Com o objetivo de resolver a situação, contactámos o apoio ao cliente da Xiaomi, que em resposta datada de 02 de fevereiro de 2026 indicou que, tratando-se de um equipamento dentro do período de garantia, deveríamos dirigir-nos à loja onde o produto foi adquirido ou, em alternativa, contactar a reparadora oficial da marca.
Por uma questão de conveniência, no dia 28 de fevereiro de 2026, deslocámo-nos à loja NOS do Montijo para solicitar a intervenção ao abrigo da garantia.
Numa primeira abordagem, fomos atendidos por um colaborador que, de forma atenciosa, explicou que o envio para a reparadora oficial poderia demorar algum tempo, sugerindo como alternativa tentar uma resolução mais rápida na “Worten Resolve”. Informou que, caso não fosse possível resolver ou se o custo fosse elevado, poderíamos posteriormente acionar a garantia na loja.
Aceitei a sugestão e, apesar do custo apresentado ser aceitável, foi-nos comunicado naquele estabelecimento que não seria possível efetuar o hard reset necessário para resolver o problema.
Regressámos então à loja NOS do Montijo para proceder ao envio do equipamento para a reparadora oficial, mas desta vez fomos informados por outro colaborador que não poderia aceitar o equipamento para envio, alegando que, por se encontrar com bloqueio por padrão ativo, a reparadora o devolveria sem intervenção.
Saliento que o problema a resolver é precisamente esse bloqueio, sendo expectável que a reparação consista na reposição das definições de fábrica.
O colaborador consultou outro colega, mas a posição manteve-se, referindo que o envio violaria procedimentos internos e poderia originar avaliação negativa, pelo que me foi indicado que deveria ser eu próprio a tratar do envio para a reparadora, solução que considero desadequada face ao papel do vendedor e ao dever de apoio ao cliente durante o período de garantia.
Foi ainda sugerido o contacto com o seguro para eventual substituição do equipamento, solução que não se revelou viável no momento (atendimento apenas em dias úteis) e que implicaria o pagamento de franquia, o que só faria sentido, se se verificasse uma recusa da reparação ao abrigo da garantia.

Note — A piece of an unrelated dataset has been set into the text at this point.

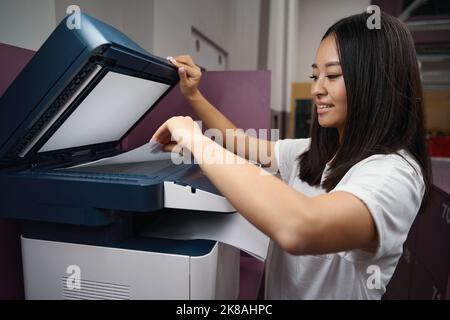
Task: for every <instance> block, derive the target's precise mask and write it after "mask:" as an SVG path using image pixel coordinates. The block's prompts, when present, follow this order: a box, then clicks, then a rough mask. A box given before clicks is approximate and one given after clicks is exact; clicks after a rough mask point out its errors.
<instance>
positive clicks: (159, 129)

Importa ainda referir que esta situação me causou alguns prejuízos e inconvenientes:
- Deslocação considerável desde a minha residência;
- Ausência de resolução por parte do vendedor;
- Possibilidade de ter de suportar custos de envio ou nova deslocação para entrega direta à reparadora, encargos que não existiriam caso a loja tivesse assumido o encaminhamento do equipamento.
Face ao exposto, considero que não foi prestado o apoio devido enquanto consumidor.